SM East is ranked 812th out of almost 18,000 schools in the country, offering a range of classes from the regular curriculum to more than 20 Advanced Placement courses. At SM East, students have the opportunity to get a head start on their career plans, whether it’s a future nurse taking AP Biology or an engineer-in-the-making exploring Newton’s laws in physics class. Take a look at what students are doing to prepare themselves for their future.
Shawnee Mission Signature Programs at the Center of Academic Achievement give students the opportunity to explore unique areas of study in preparation for specialized academics and future career opportunities.
The CAA allows for real-world learning and hands-on experience. The programs span from game design to biotechnology to culinary arts. Currently, almost 70 SM East are involved in the signature programs at the CAA.
Senior Sage Scott puts on her white lab coat, ready to spend hours hunched over a microscope in a dark room, illuminated by the fluorescent slides containing rat brains.
Scott is the youngest researcher in her lab, at 17 years old, the second youngest being 25. She works in the neurology lab at the University of Kansas Medical Center, researching cortical plasticity — the brain’s ability to form new connections between neurons after an injury or a lifestyle change.
“What I’m doing is I look at the slides of the rat brains in the computer, and I look for where the injuries are, and then I calculate the volume of the injury to see how severe it is and how the different treatments that we’ve tried have been effective,” Scott said.

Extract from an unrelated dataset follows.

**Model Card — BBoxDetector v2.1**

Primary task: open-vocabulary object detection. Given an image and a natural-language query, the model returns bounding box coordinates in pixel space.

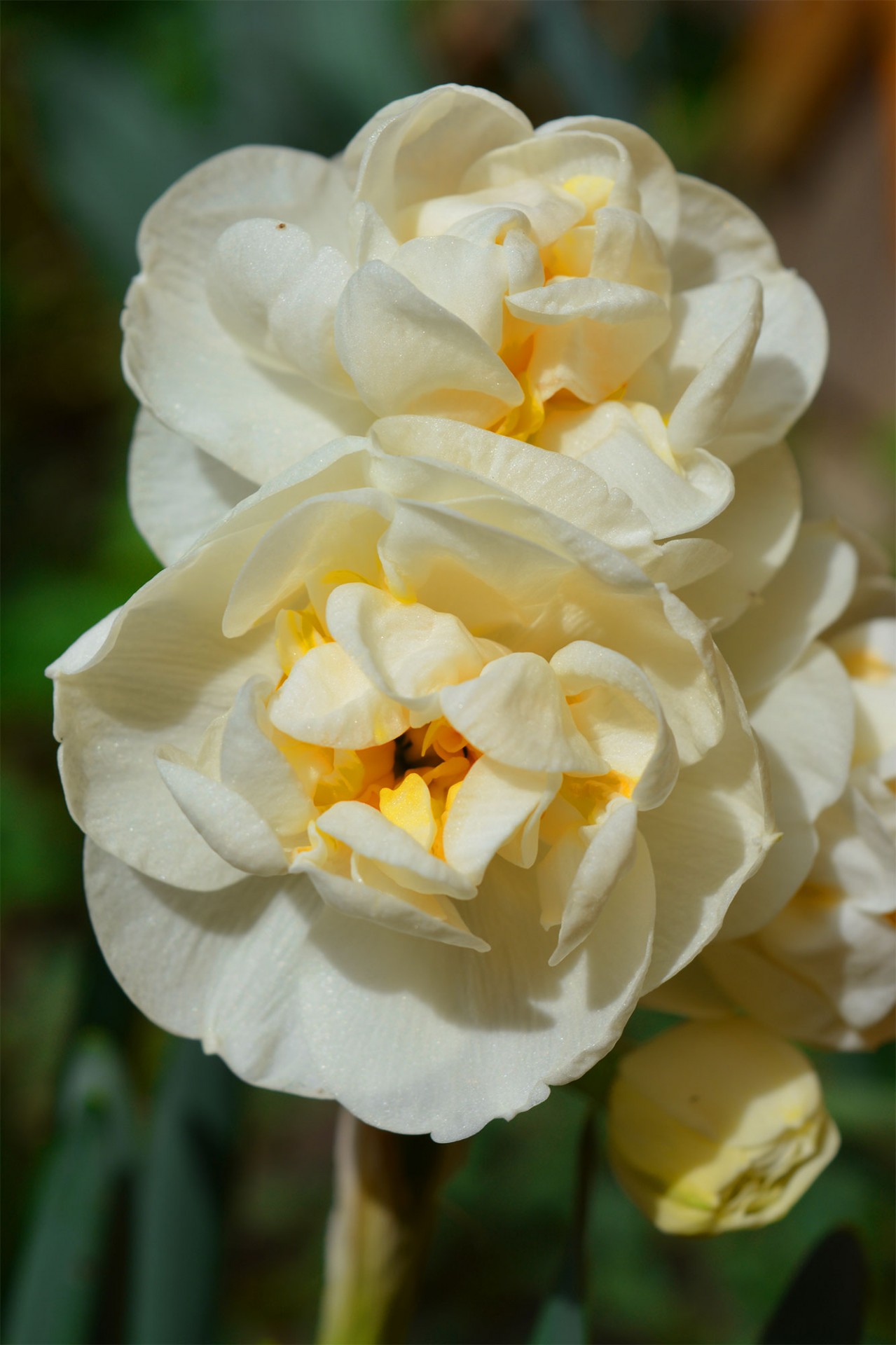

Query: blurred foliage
[0,0,893,1342]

Scott is currently collecting data for a research paper about the effectiveness of different recovery methods in healing the damaged area from strokes and traumatic brain injuries, and how the brain self repairs without surgery or treatment.

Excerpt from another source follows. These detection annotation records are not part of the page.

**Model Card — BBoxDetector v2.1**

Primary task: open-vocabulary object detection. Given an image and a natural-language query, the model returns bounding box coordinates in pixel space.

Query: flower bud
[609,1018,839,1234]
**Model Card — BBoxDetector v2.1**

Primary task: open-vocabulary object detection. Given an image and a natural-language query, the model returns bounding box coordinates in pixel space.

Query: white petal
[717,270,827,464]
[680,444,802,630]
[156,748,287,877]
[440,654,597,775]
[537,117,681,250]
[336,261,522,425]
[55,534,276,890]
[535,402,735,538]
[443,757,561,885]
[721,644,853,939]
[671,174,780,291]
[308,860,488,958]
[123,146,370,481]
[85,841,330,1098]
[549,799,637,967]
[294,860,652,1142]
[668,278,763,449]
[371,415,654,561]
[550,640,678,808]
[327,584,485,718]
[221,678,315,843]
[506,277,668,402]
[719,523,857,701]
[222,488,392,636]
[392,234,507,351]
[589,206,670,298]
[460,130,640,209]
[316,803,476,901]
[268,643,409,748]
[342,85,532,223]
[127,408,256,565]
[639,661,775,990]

Scott has been enrolled in the biotechnology program at the CAA since her sophomore year.
In the past two years at the CAA, Scott has taken a variety of classes, all with the end goal of preparing for biotech research at the KU Medical Center during her senior year.
Scott has been interested in biotechnical research since working on a current event project in the seventh grade about the COVID vaccine’s development.
Even though she was interested in biotechnology, taking the biotechnology course wasn’t originally Scott’s plan for high school.
“I had no idea that it was even an opportunity for me until the end of freshman year, when my honors biology teacher, Ms. Davis, recommended it to me,” Scott said. “She told me that she thought that would be a good fit because I really enjoyed taking biology freshman year.”
Biology teacher Jennifer Davis believes that Scott is a good fit for the field of biotechnology.
“She has a very good mind of being able to think outside of the box, which sometimes in science, that’s what you have to do,” Davis said.
Throughout the years, Scott has a group of eight girls that she’s taken the course with, including seniors Alejandra Ceron Madrigal and Hailey Poague.
“We’re all very close to each other,” Poague said. “I know everything that’s going on with them, and I feel like you kind of bond together because you struggle together.”
Both Ceron Madrigal and Poague are impressed with how Scott has progressed throughout the course.
“I felt in the beginning when I first met her, she was a little shy and kind of scared to talk out,” Ceron Madrigal said. “But now, when I had a class with her, she would answer every single question. She really put herself out in our program.”
Although Scott is surrounded by students her age at the CAA, she’s the youngest researcher in the old, brick lab tucked away in a corner of the KU Medical Center lab.
Despite the age difference, Scott feels well respected amongst the other researchers and doesn’t feel out of place.
“They don’t treat me like I’m a kid, they treat me like a colleague,” Scott said. “They’re trusting me to get data for a research paper that’s going to get published.”
As of now, Scott plans to major in microbiology at the University of Denver and go into a career related to the vaccine development field or pathology.
And when she receives her first lab job, she’ll already know what size lab coat she wears.